NEW YORK, June 7 (UPI) -- When fictional shrink Dr. Jennifer Melfi dropped Tony Soprano once a colleague told others about the mobster, real therapists in the United States were angry.
"There were two issues in the last episode: the breach of confidentiality and the abandonment," said Dr. Dorothy Cantor, former president of the American Psychological Association and a practicing psychologist in Tony Soprano's "home state" of New Jersey. "They were both wrong."
"Confidentiality," Cantor told ABC News, "is the backbone of what therapists do."

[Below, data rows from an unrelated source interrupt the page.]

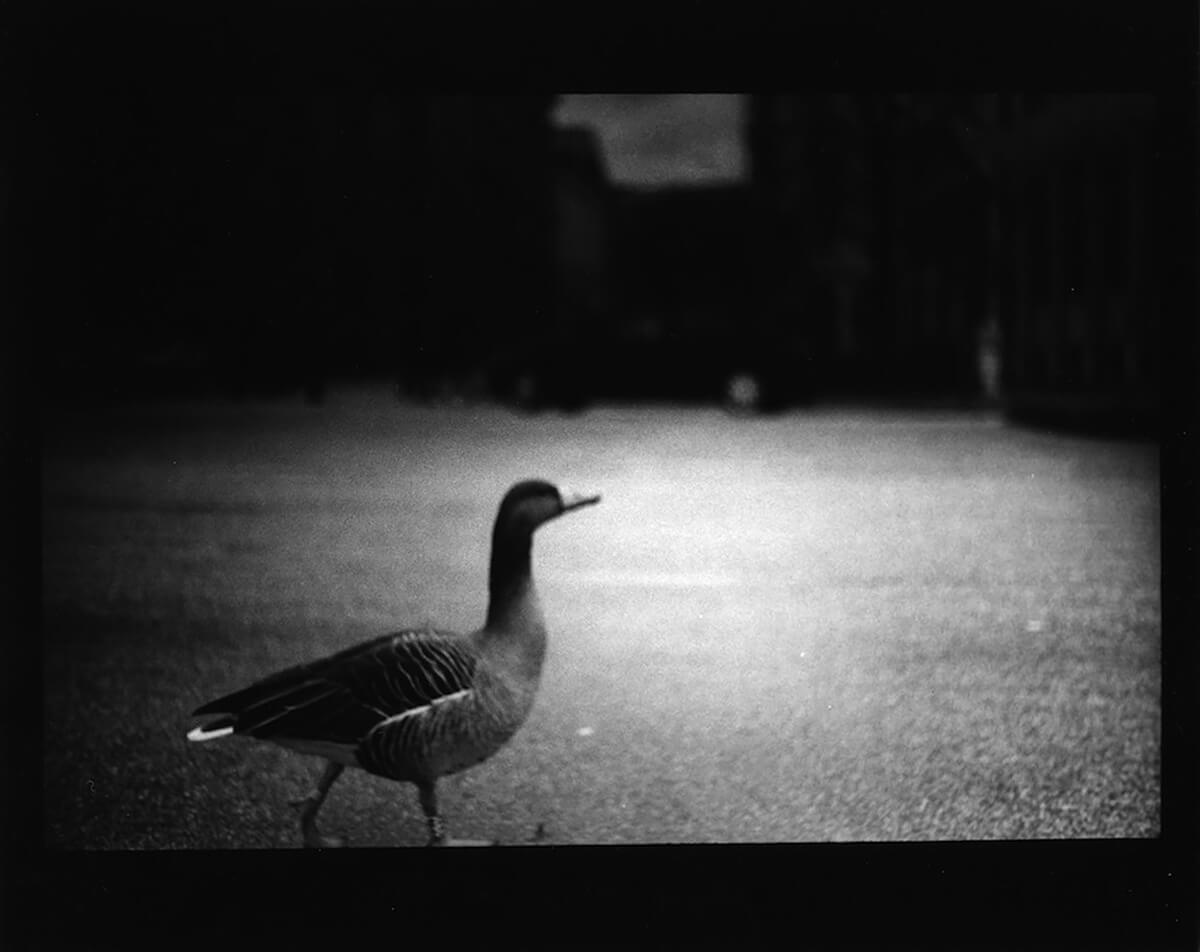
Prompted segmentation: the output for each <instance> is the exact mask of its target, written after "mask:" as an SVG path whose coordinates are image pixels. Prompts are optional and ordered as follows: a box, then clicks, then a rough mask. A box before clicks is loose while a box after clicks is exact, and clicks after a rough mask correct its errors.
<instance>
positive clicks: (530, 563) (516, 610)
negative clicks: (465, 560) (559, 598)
mask: <svg viewBox="0 0 1200 952" xmlns="http://www.w3.org/2000/svg"><path fill="white" fill-rule="evenodd" d="M532 551H533V534H532V533H521V534H518V535H511V534H510V535H504V534H500V533H499V532H497V533H496V534H494V535H493V538H492V564H491V567H490V569H488V573H487V625H486V627H487V629H488V630H491V631H496V633H499V631H508V633H511V634H523V633H526V631H529V630H533V629H541V628H542V627H544V623H542V617H541V606H540V605H539V603H538V593H536V591H535V589H534V586H533V558H532Z"/></svg>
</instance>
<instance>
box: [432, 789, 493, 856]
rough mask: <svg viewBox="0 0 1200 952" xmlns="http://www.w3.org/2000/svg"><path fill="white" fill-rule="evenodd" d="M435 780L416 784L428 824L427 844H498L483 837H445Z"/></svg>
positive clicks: (445, 835) (444, 845)
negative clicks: (449, 837)
mask: <svg viewBox="0 0 1200 952" xmlns="http://www.w3.org/2000/svg"><path fill="white" fill-rule="evenodd" d="M436 783H437V782H436V780H431V782H430V783H424V784H418V785H416V792H418V795H419V796H420V798H421V809H422V810H424V812H425V819H426V820H427V821H428V824H430V842H428V843H427V844H425V845H427V846H496V845H498V844H496V843H491V842H488V840H484V839H449V838H448V837H446V827H445V822H443V820H442V816H440V814H438V794H437V789H436Z"/></svg>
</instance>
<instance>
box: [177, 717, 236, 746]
mask: <svg viewBox="0 0 1200 952" xmlns="http://www.w3.org/2000/svg"><path fill="white" fill-rule="evenodd" d="M233 732H234V726H233V720H230V719H229V718H221V719H220V720H214V722H212V723H211V724H204V725H202V726H199V728H192V729H191V730H190V731H188V732H187V740H188V741H215V740H217V738H218V737H228V736H229V735H230V734H233Z"/></svg>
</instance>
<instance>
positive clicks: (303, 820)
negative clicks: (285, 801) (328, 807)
mask: <svg viewBox="0 0 1200 952" xmlns="http://www.w3.org/2000/svg"><path fill="white" fill-rule="evenodd" d="M292 807H293V809H295V810H296V813H299V814H300V833H301V834H302V837H304V845H305V846H308V848H310V849H313V850H337V849H341V848H342V846H344V845H346V843H347V840H346V837H336V836H326V834H325V833H322V832H320V831H319V830H318V828H317V809H318V808H319V807H320V801H319V800H317V798H316V797H305V798H304V800H293V801H292Z"/></svg>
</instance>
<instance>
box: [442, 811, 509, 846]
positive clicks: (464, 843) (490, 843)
mask: <svg viewBox="0 0 1200 952" xmlns="http://www.w3.org/2000/svg"><path fill="white" fill-rule="evenodd" d="M427 819H428V824H430V842H428V843H426V844H425V845H426V846H499V845H500V844H499V842H498V840H494V839H451V838H450V837H448V836H446V827H445V824H444V822H443V821H442V818H440V816H438V815H437V814H434V815H432V816H430V818H427Z"/></svg>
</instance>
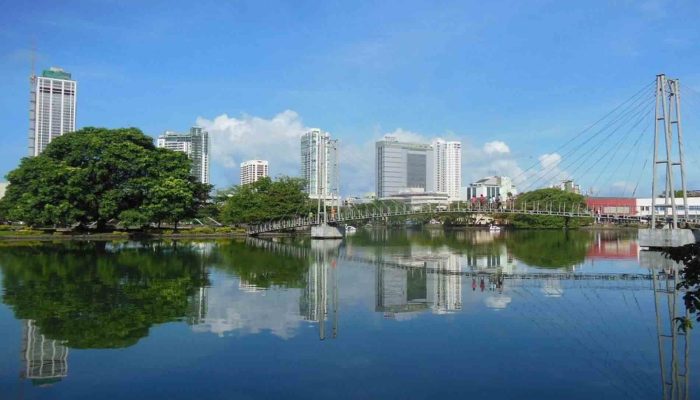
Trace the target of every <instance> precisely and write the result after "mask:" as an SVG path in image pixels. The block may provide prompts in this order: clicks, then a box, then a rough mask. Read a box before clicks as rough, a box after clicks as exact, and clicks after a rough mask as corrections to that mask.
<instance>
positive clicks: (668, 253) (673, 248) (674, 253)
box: [666, 243, 700, 330]
mask: <svg viewBox="0 0 700 400" xmlns="http://www.w3.org/2000/svg"><path fill="white" fill-rule="evenodd" d="M666 252H667V253H668V255H669V257H670V258H671V259H672V260H674V261H676V262H680V263H681V264H683V268H682V269H681V270H680V278H681V280H680V282H679V283H678V289H683V290H684V291H685V294H684V295H683V300H684V302H685V307H686V309H687V310H688V311H689V312H690V313H692V314H695V317H696V319H697V321H700V243H695V244H689V245H686V246H683V247H676V248H669V249H667V250H666ZM678 322H679V325H680V329H682V330H686V329H688V328H691V327H692V321H691V320H689V319H686V318H684V317H680V318H679V319H678Z"/></svg>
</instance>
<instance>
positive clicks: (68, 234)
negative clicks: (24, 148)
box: [0, 225, 643, 242]
mask: <svg viewBox="0 0 700 400" xmlns="http://www.w3.org/2000/svg"><path fill="white" fill-rule="evenodd" d="M384 228H388V229H396V228H399V229H401V228H405V227H384ZM504 228H505V229H507V230H520V231H528V230H542V229H544V230H560V229H563V228H549V229H547V228H512V227H508V226H505V227H504ZM642 228H643V227H640V226H619V225H592V226H583V227H579V228H575V229H576V230H584V231H625V230H628V231H631V230H639V229H642ZM421 229H433V230H437V229H441V230H445V231H455V230H482V229H484V226H477V225H465V226H455V225H452V226H426V227H421ZM308 234H309V232H307V231H297V232H270V233H262V234H259V235H257V237H262V238H279V237H294V236H305V235H308ZM246 237H248V235H247V234H246V233H245V232H226V233H224V232H219V233H215V232H214V233H201V232H200V233H194V232H192V233H189V232H182V233H143V232H134V233H127V232H123V233H95V234H86V233H79V234H58V235H57V234H24V235H22V234H17V235H4V236H0V242H10V241H17V242H25V241H42V242H46V241H66V240H76V241H89V240H157V239H228V238H230V239H242V238H246Z"/></svg>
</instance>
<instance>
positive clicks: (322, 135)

Throughout the seven seasons of "The Sopranos," the mobster's relationship with Lorraine Bracco's Melfi was the one constant in his life. When she unexpectedly dropped him, James Gandolfini's Soprano accused her of being "immoral." Therapists who had praised the accuracy of the doctor-patient relationship agreed.
When therapists discuss patients with colleagues, they make a point "not to breach confidentiality. When talking or publishing, therapists make an effort not use names and to disguise the identities of their clients," Cantor told ABC.
As for her abrupt termination, "There is an old canard that an analyst should give a client one month for every year of therapy," said Bruce Hillowe, a psychologist and lawyer.
"The Sopranos" series finale on HBO is Sunday.